出生数最小を更新 自然減も最大幅

2018年09月16日 11:39

画・出生数最小を更新 自然減も最大幅

厚生労働省が発表した人口動態統計によれば、2017年の出生数は過去最少の94万6千人となった。今後は女性が働きながらの子育てをしやすい環境づくりのために知恵を絞るべきだろう。

 厚生労働省が発表した人口動態統計によれば、2017年の出生数は過去最少の94万6千人となった。これで出生数は2年連続で100万人を下回り、1人の女性が生涯中に産む子供の数を示す合計特殊出生率も16年を0.01ポイント下がって1.43であった。
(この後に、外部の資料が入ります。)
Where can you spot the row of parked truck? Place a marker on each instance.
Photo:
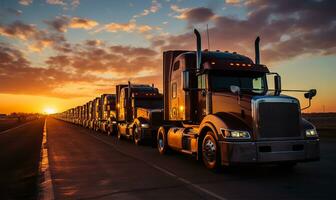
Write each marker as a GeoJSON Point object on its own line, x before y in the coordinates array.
{"type": "Point", "coordinates": [217, 106]}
 出生率が下がる一方で死亡数は増加の一歩をたどっている。高齢化が進んでいるのがその主な原因だ。17年の死亡数は134万人を超え戦後最高を記録した。出生数から死亡数を差し引いた自然減も40万人に迫る勢いで過去最大の下げ幅を記録している。戦後2回到来したベビーブーム以後は出生数の減少が続き、07年以降は自然減が続いている状態だ。1973年前後に到来した第二次ベビーブームで生まれた世代も今では45歳前後の年齢となり、今後出生率が大幅に上昇することも期待することは難しいだろう。
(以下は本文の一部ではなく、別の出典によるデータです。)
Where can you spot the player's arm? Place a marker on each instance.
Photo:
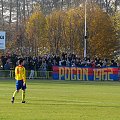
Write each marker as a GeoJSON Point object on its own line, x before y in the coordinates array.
{"type": "Point", "coordinates": [24, 75]}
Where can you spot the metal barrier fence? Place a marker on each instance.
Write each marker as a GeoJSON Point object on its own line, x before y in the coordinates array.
{"type": "Point", "coordinates": [35, 74]}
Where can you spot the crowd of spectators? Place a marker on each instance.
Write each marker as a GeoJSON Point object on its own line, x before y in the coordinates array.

 こうした人口減の影響を特に受けているのが地方都市だ。内閣府の示す資料によれば、東京圏、大阪圏、名古屋圏に流入する人口はここ数十年でそれほど変化がなく、東京圏に住む若者の比率はここ40年で緩やかに上昇を続け、2010年代に入ってからはおよそ30パーセントを維持している。つまり人口減少に歯止めがかからない一方で、多くの若者が地方から都市圏へ流入しているのだ。特に若い女性が東京圏や他の都市圏に流入することで人口減が加速していると考えられる。都市圏に働くために地方から移住してきた女性は出産や育児のために離職するのをためらう傾向がある。地方ではいよいよ人口減が進み、その一方で都市圏の出生率も上がらないという負の連鎖が続いているのだ。

 とはいえ暗いニュースばかりではない。あるサイトが実施した働く女性700人を対象にした調査によれば、働く女性の約6割は子供が欲しいと思っているとのことだ。つまり環境さえ整えば出生率が高まることも考えられる。育児休暇の充実、男性の育児への協力、出産・育児後の復職のしやすさなど環境は整いつつあるが、より一層働きながらの子育てをしやすい環境づくりのために知恵を絞るべきだろう。(編集担当:久保田雄城)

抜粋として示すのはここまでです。